The abdomen is distended with flatus. The abdomen is tympanitic in typhoid condition, much rumbling in the distended abdomen. The clothing cannot be tolerated, not even the slightest touch of the clothing, and yet it may require hard pressure to bring out soreness that is deep in the abdomen. This state is as it is in inflammation of bowels, ovaries and uterus, the patient lies on the back with the clothing lifted from the abdomen. Violent, labor-like pains, menstrual colic, present in typhoid, in puerperal fever, in malignant scarlet fever, in the more malignant affections or zymotic forms of the continued fever.

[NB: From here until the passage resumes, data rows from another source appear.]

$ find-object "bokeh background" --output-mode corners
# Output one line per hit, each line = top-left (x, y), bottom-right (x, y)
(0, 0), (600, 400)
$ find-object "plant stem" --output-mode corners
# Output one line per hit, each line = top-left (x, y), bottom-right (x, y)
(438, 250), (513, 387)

Lach. has a series of liver troubles with jaundice; congestion of the liver, inflammation of the liver, enlarged liver and the nutmeg liver. Cutting like a knife in the region of the liver. Vomiting of bile; vomiting of everything taken into the stomach. Extreme nausea; continuous nausea with jaundice. White stool. It has cured cases with gall stone. "Cannot endure any pressure about the hypochondria." In the chronic state the sensitiveness of the skin is so great over the abdomen, and about the waist and hips, that the wearing of the clothing creates pain, great restlessness and uneasiness, the patient grows increasingly nervous and finally goes into hysterics. Sensitiveness over the lower abdomen; can scarcely allow her clothes to touch her.

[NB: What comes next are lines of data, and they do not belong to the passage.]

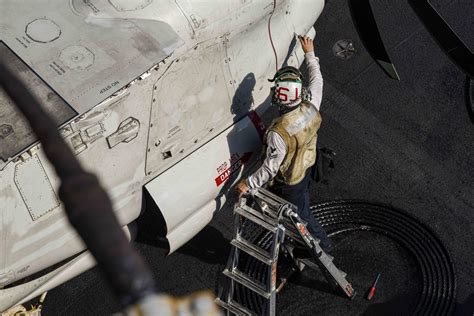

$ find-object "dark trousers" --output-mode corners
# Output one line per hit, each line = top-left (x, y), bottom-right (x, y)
(270, 169), (331, 250)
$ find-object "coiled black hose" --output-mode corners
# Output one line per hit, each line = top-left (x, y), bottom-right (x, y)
(232, 200), (456, 315)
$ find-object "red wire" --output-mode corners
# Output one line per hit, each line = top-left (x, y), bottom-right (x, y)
(268, 0), (278, 71)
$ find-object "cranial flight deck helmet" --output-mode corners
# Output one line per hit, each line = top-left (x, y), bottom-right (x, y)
(268, 66), (305, 111)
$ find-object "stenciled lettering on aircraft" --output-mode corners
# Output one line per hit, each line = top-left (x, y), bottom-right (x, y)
(214, 152), (252, 186)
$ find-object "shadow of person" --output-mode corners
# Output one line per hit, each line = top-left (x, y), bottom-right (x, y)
(177, 225), (230, 265)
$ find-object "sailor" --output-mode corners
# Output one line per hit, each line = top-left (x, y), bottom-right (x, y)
(236, 36), (330, 250)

It seems strange at first reading that Lachesis can be such a common remedy at the menstrual period. It is also laid down as a remedy for the climacteric period. Now if you will study the cases of many women at the climacteric period you will find that many of them have the flushes of heat and the surgings in the head and the great circulatory disturbances that are found under Lachesis. This is also true of the complaints, the headaches, etc., that come in women at the climacteric period and at the menstrual period. The Lachesis symptoms are strong in women during menstruation. There is violent headache, boring pain in the vertex, nausea and vomiting during menses.

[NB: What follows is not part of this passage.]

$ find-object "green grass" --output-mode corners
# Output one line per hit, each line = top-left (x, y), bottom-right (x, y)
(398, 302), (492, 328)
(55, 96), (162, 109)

The discharge in the female, either as a menstrual flow or as a haemorrhage, is black blood. Pain in the left ovarian region, or going from left to right. Induration of one or both ovaries. It has cured suppuration of the ovaries. The uterine region is very sensitive to touch, to the slightest contact of the clothing; in inflammation of the ovaries, pains in the ovaries and uterus going from left to right. Pains in the pelvis going upwards to the chest, sometimes a surging of pain going upwards, grasping the throat. Labor pains surge up, with clutching at the throat, or the labor pains cease suddenly, with clutching at the throat. The menstrual pains increase violently until relieved by the flow. The menstrual sufferings are before and after the flow, with amelioration during the flow. The menstrual flow intermits one day and then goes on for one day, and during the intermission there is likely to be pain or headache. Menorrhagia with chills at night and flushes of heat in the daytime. During the menstrual period violent headache, especially at such times as the flow slackens up. It is a general feature of Lachesis to be relieved by discharges. Catamenia flow but one hour every day; on stopping, violent pains follow in region of left ovary, alternating with gagging and vomiturition.

It is especially useful at the menopause, because of the flushes of heat. Uterine haemorrhage, fainting spells, suffocation in a warm room; orgasm of blood most violent. Complaints during pregnancy. Inflammation of the veins of the leg. Varicose veins, blue or purple, extreme sensitiveness along the veins; sensitive to the slightest touch, though relieved by pressure.

This study of Lachesis is only a commentary on some of its important parts.